Tonight I started reading an article about the manic drumming style of The Who's Keith Moon by James Wood in the Nov. 29 New Yorker. I learned something about myself while reading. The realization struck me quick like the surprise shimmer of a symbol, so much so I had put down the magazine before finishing.
I need to have a balance between stability and chaos.
Wood at one point in the article compared Moon's style to that of Led Zeppelin's John Bonham. He wrote of Bonham's impeccable ability for solid, structured rhythms that provide a firm base layer for the band's music. Even Bonham's epic drum solo "Moby Dick" clearly has its own movements, verses. Wood compared this to Moon's completely unstructured, off-beat at times, style.
Speaking first of Bonham's style, Wood writes, "Everything is judged, and rightly placed: astonishing order. Moon's drumming, by contrast, is about putting things in the wrong place: the appearance of astonishing disorder."
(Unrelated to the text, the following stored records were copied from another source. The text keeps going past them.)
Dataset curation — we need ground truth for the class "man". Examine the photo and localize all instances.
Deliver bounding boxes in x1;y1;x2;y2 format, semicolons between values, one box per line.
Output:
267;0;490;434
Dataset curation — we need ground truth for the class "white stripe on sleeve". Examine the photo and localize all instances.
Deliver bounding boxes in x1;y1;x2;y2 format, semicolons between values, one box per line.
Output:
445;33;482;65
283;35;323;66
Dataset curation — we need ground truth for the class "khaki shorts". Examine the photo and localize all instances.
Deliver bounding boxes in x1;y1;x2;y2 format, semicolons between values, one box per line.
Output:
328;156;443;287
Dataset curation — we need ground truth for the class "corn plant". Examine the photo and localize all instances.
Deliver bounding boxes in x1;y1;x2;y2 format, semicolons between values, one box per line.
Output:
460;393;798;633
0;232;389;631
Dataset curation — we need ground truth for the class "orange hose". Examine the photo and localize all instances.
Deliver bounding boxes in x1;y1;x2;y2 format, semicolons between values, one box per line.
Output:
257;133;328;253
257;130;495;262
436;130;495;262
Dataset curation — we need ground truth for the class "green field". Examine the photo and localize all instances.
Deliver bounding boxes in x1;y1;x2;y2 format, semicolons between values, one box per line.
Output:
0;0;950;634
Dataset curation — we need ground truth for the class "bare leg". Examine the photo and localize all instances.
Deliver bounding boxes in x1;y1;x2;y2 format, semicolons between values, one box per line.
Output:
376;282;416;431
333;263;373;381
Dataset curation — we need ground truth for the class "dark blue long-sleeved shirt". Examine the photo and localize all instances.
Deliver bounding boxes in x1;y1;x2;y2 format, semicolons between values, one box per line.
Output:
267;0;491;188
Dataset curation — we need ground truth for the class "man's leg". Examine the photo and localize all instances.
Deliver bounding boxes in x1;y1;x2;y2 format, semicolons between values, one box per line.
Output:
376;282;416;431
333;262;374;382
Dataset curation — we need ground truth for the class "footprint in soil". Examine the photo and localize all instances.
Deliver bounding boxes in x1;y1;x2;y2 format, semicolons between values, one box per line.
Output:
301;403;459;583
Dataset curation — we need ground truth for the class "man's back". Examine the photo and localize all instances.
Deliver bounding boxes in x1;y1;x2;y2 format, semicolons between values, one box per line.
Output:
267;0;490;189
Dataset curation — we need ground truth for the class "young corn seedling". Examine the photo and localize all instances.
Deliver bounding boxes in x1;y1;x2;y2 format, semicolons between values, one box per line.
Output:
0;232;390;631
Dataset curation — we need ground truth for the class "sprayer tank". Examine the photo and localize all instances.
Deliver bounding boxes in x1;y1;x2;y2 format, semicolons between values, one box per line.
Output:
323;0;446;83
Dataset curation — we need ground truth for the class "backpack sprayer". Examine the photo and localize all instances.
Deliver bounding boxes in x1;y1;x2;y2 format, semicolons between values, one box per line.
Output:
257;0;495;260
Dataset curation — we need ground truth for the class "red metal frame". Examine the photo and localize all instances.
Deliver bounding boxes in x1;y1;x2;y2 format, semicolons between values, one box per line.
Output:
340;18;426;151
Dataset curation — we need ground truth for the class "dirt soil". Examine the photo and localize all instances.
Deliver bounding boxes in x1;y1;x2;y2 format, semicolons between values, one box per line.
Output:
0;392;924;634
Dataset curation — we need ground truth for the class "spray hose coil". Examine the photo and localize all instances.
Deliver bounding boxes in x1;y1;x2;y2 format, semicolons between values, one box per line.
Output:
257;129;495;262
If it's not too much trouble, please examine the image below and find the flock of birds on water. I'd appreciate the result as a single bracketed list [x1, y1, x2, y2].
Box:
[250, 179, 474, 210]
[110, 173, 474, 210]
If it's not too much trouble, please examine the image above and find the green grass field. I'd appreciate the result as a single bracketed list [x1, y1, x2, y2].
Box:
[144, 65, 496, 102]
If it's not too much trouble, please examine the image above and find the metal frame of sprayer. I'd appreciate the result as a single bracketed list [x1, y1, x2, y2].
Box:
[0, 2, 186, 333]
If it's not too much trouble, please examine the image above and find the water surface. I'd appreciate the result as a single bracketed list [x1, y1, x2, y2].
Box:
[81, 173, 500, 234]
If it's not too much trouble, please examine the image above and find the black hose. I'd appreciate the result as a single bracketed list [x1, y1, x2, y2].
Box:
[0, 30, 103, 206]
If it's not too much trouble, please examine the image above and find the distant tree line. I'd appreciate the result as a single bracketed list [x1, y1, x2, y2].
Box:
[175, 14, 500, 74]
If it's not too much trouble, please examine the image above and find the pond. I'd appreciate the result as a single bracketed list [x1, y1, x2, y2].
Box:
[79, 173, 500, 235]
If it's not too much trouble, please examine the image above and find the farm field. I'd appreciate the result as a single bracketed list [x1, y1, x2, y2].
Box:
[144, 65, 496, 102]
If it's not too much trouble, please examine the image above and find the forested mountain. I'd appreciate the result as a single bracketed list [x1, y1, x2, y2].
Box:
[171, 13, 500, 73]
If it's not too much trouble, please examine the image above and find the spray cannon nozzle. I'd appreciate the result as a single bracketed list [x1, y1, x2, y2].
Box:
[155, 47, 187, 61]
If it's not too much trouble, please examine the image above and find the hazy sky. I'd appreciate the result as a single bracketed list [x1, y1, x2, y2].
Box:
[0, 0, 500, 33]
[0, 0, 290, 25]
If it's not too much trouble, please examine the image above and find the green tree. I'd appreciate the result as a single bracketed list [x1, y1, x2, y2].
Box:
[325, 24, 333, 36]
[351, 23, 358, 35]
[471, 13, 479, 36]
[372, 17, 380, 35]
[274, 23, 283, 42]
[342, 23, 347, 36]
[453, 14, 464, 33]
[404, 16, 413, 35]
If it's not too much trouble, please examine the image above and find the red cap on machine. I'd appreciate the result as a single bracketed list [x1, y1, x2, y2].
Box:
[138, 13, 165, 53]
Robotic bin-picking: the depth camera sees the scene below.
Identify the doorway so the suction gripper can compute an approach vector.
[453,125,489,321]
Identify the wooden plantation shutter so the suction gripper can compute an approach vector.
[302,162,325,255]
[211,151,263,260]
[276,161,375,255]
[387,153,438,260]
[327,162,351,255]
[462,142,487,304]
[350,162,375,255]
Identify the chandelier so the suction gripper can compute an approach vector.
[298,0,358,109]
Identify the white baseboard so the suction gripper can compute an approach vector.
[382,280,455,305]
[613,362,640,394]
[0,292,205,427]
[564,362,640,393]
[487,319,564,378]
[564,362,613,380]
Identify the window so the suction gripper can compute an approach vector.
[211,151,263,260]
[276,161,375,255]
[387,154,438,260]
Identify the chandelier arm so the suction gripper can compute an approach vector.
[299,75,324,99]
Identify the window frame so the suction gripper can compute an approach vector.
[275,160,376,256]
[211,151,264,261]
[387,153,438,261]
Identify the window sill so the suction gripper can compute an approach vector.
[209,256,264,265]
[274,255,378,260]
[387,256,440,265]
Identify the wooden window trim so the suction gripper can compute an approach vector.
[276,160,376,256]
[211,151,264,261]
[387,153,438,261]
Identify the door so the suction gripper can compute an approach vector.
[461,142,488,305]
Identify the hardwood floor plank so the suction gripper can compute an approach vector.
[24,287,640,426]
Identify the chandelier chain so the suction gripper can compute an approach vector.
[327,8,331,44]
This past summer while I listlessly searched for a job, I can easily say I was obsessed with Led Zeppelin. It is no exaggeration to say I listened to bootleg concerts and studio albums of theirs at least five days out of the week for months on end.
In the chaos of not knowing where my life was headed, I found solace in the predictable beauty of Zeppelin's blues-based rock.
Lately, however (and I noted this in an earlier post), I've found myself attracted to the noise brought on by 70s and 80s punk rock bands. Some days I revel in the sounds, the crashes created by post-punk groups like Swans or Nirvana.
All of this explains my fascination with groups like The Stooges, Meat Puppets or even the pre-punk genius of The Who.
Now that I have a stable job and a home I have no plans on leaving any time soon, I relish the chaos given me by bands that can't be easily understand. I've always been interested in the weird side of music, but I am now more than ever.
I thank God for the balance of chaos and structure He's given us. How boring would life be if we all did exactly the same thing over and over again? How truly insane would our minds become if the sun didn't rise and set every day?
If you're getting bored, pray for a little disorder. That, and listen to the Pixies.